However, the official response to the crisis has one serious shortcoming. It does not take into account the important role that the states can play in reversing the downturn.
The downturn has already started taking its toll on states tax receipts. As a result, some states could be forced to raise tax rates or to cut down on the planned expenditure. Any such move will surely dilute the efficacy of the central fiscal and monetary policies, if not neutralise them altogether. Moreover, the execution of the fiscal stimulus package needs the cooperation of the states. A lackluster response by them can thwart the centers plans of additional spending on social and infra-projects.
The fiscal position of several states has now started deteriorating. During the last two fiscals, however, states experienced impressive growth in tax revenue. As a result, several states were able to reduce traditionally large revenue and fiscal deficits. So much so that in 2007-08 states exhibited an aggregate revenue surplus of Rs 225 billion. This success is due to an unprecedented growth in collections from VAT, state excise and stamp duties. Unfortunately, the current meltdown has already reversed this trend. Growth of VAT collections is down to 19.9 % from an impressive 24% in the first two quarters of this fiscal. Consequently, the states aggregate tax collection rate has come down drastically to 12% in November, compared to 23% in October this year. On top of it, recent tax concessions granted by the center have reduced the size of the divisible pool of central taxes. The states have 30.5 % stake in it.
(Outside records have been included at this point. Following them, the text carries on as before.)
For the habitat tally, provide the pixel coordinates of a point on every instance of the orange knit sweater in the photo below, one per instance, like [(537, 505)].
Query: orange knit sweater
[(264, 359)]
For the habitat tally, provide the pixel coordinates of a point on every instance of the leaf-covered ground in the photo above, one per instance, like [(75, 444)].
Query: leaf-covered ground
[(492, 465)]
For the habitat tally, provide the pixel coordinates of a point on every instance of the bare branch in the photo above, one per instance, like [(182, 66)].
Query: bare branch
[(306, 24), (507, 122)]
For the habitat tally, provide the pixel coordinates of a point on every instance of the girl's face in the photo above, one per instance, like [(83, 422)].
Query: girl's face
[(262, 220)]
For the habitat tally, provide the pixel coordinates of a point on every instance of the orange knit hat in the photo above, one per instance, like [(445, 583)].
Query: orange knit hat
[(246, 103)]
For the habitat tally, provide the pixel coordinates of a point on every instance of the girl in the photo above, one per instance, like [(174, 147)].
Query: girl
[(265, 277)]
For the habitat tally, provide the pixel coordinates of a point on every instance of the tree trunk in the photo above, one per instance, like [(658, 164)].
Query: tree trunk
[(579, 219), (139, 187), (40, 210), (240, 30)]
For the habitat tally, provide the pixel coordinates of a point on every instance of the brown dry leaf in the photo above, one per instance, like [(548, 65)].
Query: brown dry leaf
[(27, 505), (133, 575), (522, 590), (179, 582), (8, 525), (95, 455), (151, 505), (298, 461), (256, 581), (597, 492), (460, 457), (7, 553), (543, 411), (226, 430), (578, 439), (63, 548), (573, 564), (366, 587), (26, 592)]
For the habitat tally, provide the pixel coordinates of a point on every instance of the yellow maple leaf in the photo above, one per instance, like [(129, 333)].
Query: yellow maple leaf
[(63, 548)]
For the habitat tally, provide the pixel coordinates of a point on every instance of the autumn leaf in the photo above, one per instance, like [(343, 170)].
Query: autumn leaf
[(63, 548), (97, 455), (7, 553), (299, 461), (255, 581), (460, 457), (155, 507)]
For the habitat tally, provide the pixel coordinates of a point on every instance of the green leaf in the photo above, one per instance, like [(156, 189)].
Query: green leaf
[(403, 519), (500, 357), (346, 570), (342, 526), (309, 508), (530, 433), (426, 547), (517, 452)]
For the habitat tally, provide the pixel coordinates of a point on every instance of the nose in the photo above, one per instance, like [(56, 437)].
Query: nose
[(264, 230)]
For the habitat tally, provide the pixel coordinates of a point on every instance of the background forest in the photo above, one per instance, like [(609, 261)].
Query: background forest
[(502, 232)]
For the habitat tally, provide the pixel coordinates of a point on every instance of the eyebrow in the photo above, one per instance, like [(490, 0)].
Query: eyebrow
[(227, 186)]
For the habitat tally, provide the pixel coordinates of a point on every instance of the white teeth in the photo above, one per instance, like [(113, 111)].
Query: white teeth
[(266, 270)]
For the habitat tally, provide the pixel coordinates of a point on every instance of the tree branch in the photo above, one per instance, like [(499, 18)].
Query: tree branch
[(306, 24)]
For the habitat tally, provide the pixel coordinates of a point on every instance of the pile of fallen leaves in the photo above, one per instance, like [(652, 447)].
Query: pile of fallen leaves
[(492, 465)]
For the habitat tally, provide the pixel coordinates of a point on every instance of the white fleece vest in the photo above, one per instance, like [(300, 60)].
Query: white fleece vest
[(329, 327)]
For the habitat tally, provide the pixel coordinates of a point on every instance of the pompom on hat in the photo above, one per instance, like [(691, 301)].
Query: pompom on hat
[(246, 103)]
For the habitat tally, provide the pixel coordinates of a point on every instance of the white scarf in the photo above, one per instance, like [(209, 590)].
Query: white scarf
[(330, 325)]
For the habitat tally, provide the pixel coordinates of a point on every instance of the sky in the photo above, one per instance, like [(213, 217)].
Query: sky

Even economically better off states such as Andhra Pradesh, Maharashtra and Punjab have projected large revenue deficits for this fiscal. In this scenario, states governments are genuinely worried. The empowered committee of state finance ministers in its wish list has demanded grants of Rs 20,000 crore, to enable the states tide over the crisis.
Otherwise also the execution of a stimulus package needs assistance of state governments. The last package has earmarked additional Rs 20,000 crore for rural infrastructure and social welfare schemes, over and above the budgetary provisions. Some of these schemes like National Rural Employment Guarantee Act and Mid-day meal require financial contribution by the states as well.
In order to ensure the success of fiscal package the center should get the states on board. State governments should be provided with incentives to expand rather than reduce the rural and infrastructural investment. They should be encouraged to expedite the implementation of these and projects sponsored by the center such as highway projects. Centrally sponsored infra-projects necessitate the support of state governments in land acquisition, shifting of utility, etc.
In order to achieve these objectives, the next stimulus package should pay heed to the genuine concerns of the states. The following three measures can help. First, market borrowing by the states should be allowed in excess of their existing quota. Second, states should be granted temporary exemption from the requirements of the fiscal responsibility and budget management (FRBM) Act. Third, grants can be provided to needy states for investing in rural infrastructure. The first two measures will help ease up the financial crunch faced by the states. The third measure can be used to demand better implementation of centrally sponsored welfare schemes such as NREGA, Pradhan Mantri Gram Sadak Yojna (PMGSY), and to expedite infra-projects. Eligibility for grants can be made conditional on the performance of the states on these fronts.